Referring Video Object Segmentation via Language-aligned Track Selection

Seongchan Kim, Woojeong Jin, Sangbeom Lim, Heeji Yoon, Hyunwook Choi, Seungryong Kim

Paper | Project Page | BibTeX

⬇️ Click to watch!

Environment Settings

conda create -n SOLA python=3.10
conda activate SOLA

pip install -r requirements.txt

As our work requires SAM2 and GroundingDINO, please follow the Installation guides [SAM2, GroundingDINO] from each repository.
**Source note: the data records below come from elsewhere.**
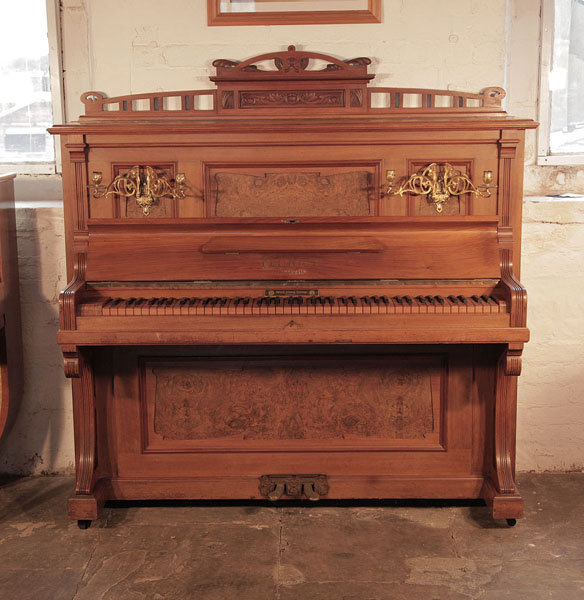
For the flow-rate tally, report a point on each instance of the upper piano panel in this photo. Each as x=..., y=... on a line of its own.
x=295, y=83
x=292, y=135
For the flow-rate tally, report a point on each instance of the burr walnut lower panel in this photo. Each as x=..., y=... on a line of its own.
x=410, y=421
x=275, y=403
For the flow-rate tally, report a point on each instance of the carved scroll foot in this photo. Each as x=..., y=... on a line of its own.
x=503, y=506
x=500, y=491
x=86, y=507
x=90, y=494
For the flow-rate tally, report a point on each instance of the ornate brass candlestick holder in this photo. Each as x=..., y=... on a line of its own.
x=438, y=182
x=144, y=183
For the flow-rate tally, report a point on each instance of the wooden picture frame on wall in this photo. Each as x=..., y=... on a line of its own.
x=276, y=12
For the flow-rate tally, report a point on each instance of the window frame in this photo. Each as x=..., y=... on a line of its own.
x=56, y=80
x=544, y=156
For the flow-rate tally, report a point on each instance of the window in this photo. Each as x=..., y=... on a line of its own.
x=26, y=106
x=561, y=136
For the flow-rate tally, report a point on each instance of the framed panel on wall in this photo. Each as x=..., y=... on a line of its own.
x=292, y=12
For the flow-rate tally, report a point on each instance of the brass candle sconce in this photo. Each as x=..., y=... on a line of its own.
x=439, y=182
x=144, y=183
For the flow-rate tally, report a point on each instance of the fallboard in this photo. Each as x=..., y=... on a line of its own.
x=206, y=249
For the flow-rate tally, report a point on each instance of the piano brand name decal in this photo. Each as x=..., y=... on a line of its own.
x=294, y=265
You need to clone each repository in track_generation directory.

cd track_generation

git clone https://github.com/facebookresearch/sam2.git
cd sam2
(continue with instructions in SAM2 repository)

git clone https://github.com/IDEA-Research/GroundingDINO.git
cd GroundingDINO
(continue with instructions in GroundingDINO repository)

cd ../..

Dataset Preparation

You have to download MeViS and Ref-Youtube-VOS in datasets folder.
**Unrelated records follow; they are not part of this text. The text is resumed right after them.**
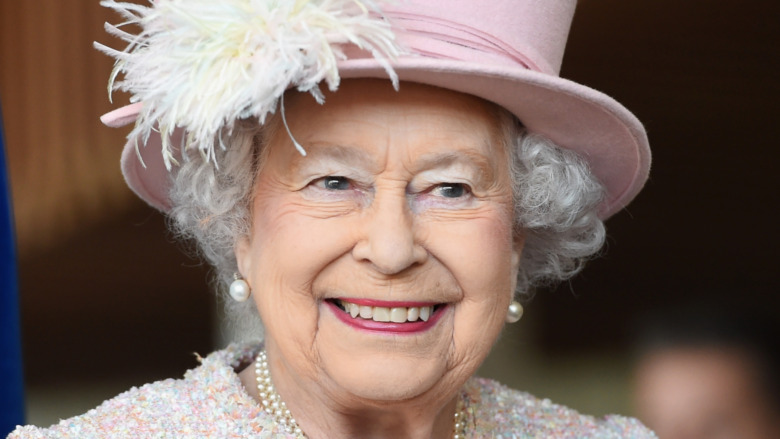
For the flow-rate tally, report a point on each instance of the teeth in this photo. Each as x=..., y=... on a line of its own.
x=398, y=315
x=354, y=309
x=383, y=314
x=425, y=313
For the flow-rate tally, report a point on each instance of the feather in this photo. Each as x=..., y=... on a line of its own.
x=201, y=65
The datasets have to be prepared like this:

dataset/
    
    mevis/
        train/
            JPEGImages/
                meta_expressions.json
                mask_dict.json
        valid_u/
            ...
        valid/
            ...
    
    ref-ytbvos/
        train/
            Annotations/
            JPEGImages/
            meta_expressions.json
        valid/
            ...

Track Generation

For Track Generation, use the code inside the track_generation directory, which assumes to include both the SAM2 and GroundingDINO repositories.

Each dataset and split requires both Prompt Generation and Track Generation.
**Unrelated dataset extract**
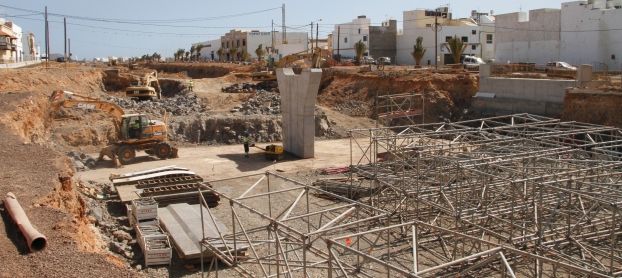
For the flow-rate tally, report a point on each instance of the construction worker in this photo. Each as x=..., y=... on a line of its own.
x=190, y=85
x=246, y=140
x=135, y=129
You can refer to the scripts directory for usage examples.

MeViS train / valid_u / valid

# MeViS (train) - GT
CUDA_VISIBLE_DEVICES=0 python generate_tokens_GT_mevis.py --dataset mevis --data_type train --pid 0 --n_pids 1

# MeViS (train) - GRID
CUDA_VISIBLE_DEVICES=0 python generate_prompts_grid.py --dataset mevis --data_type train --bin_size 4 --pid 0 --n_pid 1
CUDA_VISIBLE_DEVICES=0 python generate_tokens_grid.py --dataset mevis --data_type train --bin_size 4 --batch_size 4 --miou_thresh 0.7 --n_max_tracks 64 --pid 0 --n_pids 1

# MeViS (valid_u / valid) - GroundingDINO
CUDA_VISIBLE_DEVICES=0 python generate_prompts_gdino.py --dataset mevis --data_type valid_u --bin_size 4 --box_threshold 0.2 --text_threshold 0.25 --pid 0 --n_pid 1
CUDA_VISIBLE_DEVICES=0 python generate_tokens_gdino.py --dataset mevis --data_type valid_u --bin_size 4 --batch_size 4 --miou_thresh 0.7 --stability_score_thresh 0.85 --n_max_tracks 16 --pid 0 --n_pids 1

# MeViS (valid_u / valid) - GRID
CUDA_VISIBLE_DEVICES=0 python generate_prompts_grid.py --dataset mevis --data_type valid_u --bin_size 0 --pid 0 --n_pid 1
CUDA_VISIBLE_DEVICES=0 python generate_tokens_grid.py --dataset mevis --data_type valid_u --bin_size 4 --batch_size 4 --miou_thresh 0.7 --n_max_tracks 64 --pid 0 --n_pids 1

Ref-Youtube-VOS train / valid

# Ref-Youtube-VOS (train) - GT
CUDA_VISIBLE_DEVICES=0 python generate_tokens_GT_ytbvos.py --dataset ref-ytbvos --data_type train --pid 0 --n_pid 1

# Ref-Youtube-VOS (train) - GRID
CUDA_VISIBLE_DEVICES=0 python generate_prompts_grid.py --dataset ref-ytbvos --data_type train --bin_size 4 --pid 0 --n_pid 1
CUDA_VISIBLE_DEVICES=0 python generate_tokens_grid.py --dataset ref-ytbvos --data_type train --bin_size 4 --batch_size 4 --miou_thresh 0.7 --n_max_tracks 64 --pid 0 --n_pids 1

# Ref-Youtube-VOS (valid) - GroundingDINO
CUDA_VISIBLE_DEVICES=0 python generate_prompts_gdino.py --dataset ref-ytbvos --data_type valid --bin_size 4 --box_threshold 0.2 --text_threshold 0.25 --pid 0 --n_pid 1
CUDA_VISIBLE_DEVICES=0 python generate_tokens_gdino.py --dataset ref-ytbvos --data_type valid --bin_size 4 --batch_size 4 --miou_thresh 0.7 --stability_score_thresh 0.85 --n_max_tracks 16 --pid 0 --n_pids 1

# Ref-Youtube-VOS (valid) - GRID
CUDA_VISIBLE_DEVICES=0 python generate_prompts_grid.py --dataset ref-ytbvos --data_type valid --bin_size 0 --pid 0 --n_pid 1
CUDA_VISIBLE_DEVICES=0 python generate_tokens_grid.py --dataset ref-ytbvos --data_type valid --bin_size 4 --batch_size 4 --miou_thresh 0.7 --n_max_tracks 64 --pid 0 --n_pids 1

These will generate SAM2 object tokens and corresponding masklets in sam2_tracks directory.

Track Selection

After generating SAM2 tracks and object tokens, you have to train and inference to obatain the final results.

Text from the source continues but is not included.